You Make a Mess; You Clean It Up

Some many of the contemporary world’s political problems have their roots in centuries of European and later Euro-American (Let’s lump ‘em all together and call it “Western”) colonialism. Wars, revolutions, riots, poverty, genocides, all because of the racist arrogance and greed of Western colonial powers. And nowhere is this more evident, at least at the moment, than in the Mid-East.

Let us consider as a case study Iraq. It did not exist until the Western colonial powers decided in the aftermath of WWI to carve up the defeated Ottoman Empire. Was their guiding principle what was best for the people living there? Respect for ethnic, linguistic, and religious boundaries? Recognition of the relations between differing tribes and other groups? Not a bit of it! Their guiding principle was: Get The Oil!

There is a story, perhaps apocryphal, that Iraq was created over lunch. Seems there was great debate about how to carve up that particular area, and Winston Churchill was getting tired of it. So over lunch, he pulled out his napkin, sketched a map of this new country, gave it to his staff and told them to create it. They did, and now we have Iraq.

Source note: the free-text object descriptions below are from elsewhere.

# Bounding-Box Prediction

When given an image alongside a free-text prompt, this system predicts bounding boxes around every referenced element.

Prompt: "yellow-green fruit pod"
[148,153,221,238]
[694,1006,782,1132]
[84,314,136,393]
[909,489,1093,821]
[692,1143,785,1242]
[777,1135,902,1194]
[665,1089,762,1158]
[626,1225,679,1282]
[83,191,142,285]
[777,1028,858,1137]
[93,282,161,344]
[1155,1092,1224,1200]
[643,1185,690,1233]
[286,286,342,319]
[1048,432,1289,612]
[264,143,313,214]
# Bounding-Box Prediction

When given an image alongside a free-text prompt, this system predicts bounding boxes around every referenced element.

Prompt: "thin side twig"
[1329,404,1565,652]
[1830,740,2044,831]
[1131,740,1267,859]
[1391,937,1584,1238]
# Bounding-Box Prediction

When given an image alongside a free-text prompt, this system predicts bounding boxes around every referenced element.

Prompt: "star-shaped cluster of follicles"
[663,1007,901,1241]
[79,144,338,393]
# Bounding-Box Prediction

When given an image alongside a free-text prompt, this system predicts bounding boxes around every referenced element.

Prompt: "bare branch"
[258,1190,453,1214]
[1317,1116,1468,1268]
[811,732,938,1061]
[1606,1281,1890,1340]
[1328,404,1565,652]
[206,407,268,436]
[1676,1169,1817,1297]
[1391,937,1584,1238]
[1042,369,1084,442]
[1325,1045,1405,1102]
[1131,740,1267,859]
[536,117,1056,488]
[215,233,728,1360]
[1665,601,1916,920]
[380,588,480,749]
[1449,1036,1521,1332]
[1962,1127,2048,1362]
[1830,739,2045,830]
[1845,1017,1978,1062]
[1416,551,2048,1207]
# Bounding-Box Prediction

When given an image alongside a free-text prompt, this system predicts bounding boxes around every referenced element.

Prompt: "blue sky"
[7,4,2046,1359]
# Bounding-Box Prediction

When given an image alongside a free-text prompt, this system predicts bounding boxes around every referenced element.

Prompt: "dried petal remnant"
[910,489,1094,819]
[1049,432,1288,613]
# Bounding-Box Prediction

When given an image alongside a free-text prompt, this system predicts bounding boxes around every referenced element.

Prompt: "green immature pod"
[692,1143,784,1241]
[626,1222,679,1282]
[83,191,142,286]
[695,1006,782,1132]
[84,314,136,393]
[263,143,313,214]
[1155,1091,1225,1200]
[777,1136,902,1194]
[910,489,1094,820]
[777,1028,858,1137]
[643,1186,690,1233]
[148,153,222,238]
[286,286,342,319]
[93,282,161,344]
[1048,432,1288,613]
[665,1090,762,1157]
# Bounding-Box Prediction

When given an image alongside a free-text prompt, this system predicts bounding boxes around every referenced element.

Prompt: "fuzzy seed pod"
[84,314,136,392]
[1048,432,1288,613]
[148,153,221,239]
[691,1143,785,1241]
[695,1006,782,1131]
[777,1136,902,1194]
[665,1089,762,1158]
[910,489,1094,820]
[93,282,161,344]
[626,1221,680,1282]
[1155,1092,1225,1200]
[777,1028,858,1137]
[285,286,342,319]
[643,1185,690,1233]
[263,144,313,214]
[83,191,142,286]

Did this actually happen? I don’t know. The point is not the accuracy of the story. The point is the arrogance of the Western Powers.

There are three large groups of people in Iraq. There are the Sunni Muslims, the Shia Muslims, and the Kurds. The Sunnis and the Shia have hated each other for more than a thousand years. And the Kurds do not even speak a version of Arabic. They speak a language (languages actually) within the Persian linguistic family. It is more closely related to Farsi than to Arabic. (In fact, being Indo-european, it is more closely related to English than to Arabic.) As a result, the Sunnis especially, do not trust the Kurds. Sound to you like a marriage made in heaven?

And so now we have a new civil war in this cobbled together nation. I won’t go into how our domestic politics is involved in this. Books need to be written about that. Instead I want to address what I think would make sense for us it do.

  1. Admit that the US, among others, has made an unholy mess of things. We have caused untold suffering through our meddling in cultures about which we had little to no understanding and cared even less.
  2. Admit that our military regime change (Iraq War 1 and Iraq War 2) is the only thing that has held the current version of this nation together, and in turn this means that it has been a puppet government totally beholden to the US and that the withdrawal of our military simply permitted the civil war to resume.
  3. Admit that a resumption of US military intervention might damp the civil war down, but only temporarily and would therefore be a destabilizing influence in spite of appearances.
  4. Therefore the best thing we can do is to declare ourselves neutral and refrain from any attempt at influencing the outcome of the civil war, even of that means standing by and watching the dissolution of the nation of Iraq.
  5. Recognize that this will undoubtedly cause a lot of bloodshed and suffering and accept the fact this this is the inevitable result and legacy of Western Colonialism run amuck. We bear a major share of the responsibility for that bloodshed and suffering.
  6. Accept that it is therefore our responsibility to help to rebuild whatever emerges from the ashes, but only at the request of the people then in power and only under their control and direction. We help them build the nation(s) that they want, not the nation we want them to have.

The domestic political consequences of following this course of action strike me as enormous and mostly to the detriment of President Obama, were he to try it. In fact, our entire nation may well suffer for it. But the suffering we might inflict upon ourselves pales by comparison with the suffering we have inflicted upon others over the last few decades.

And if anyone has a better idea, I’d like to hear it.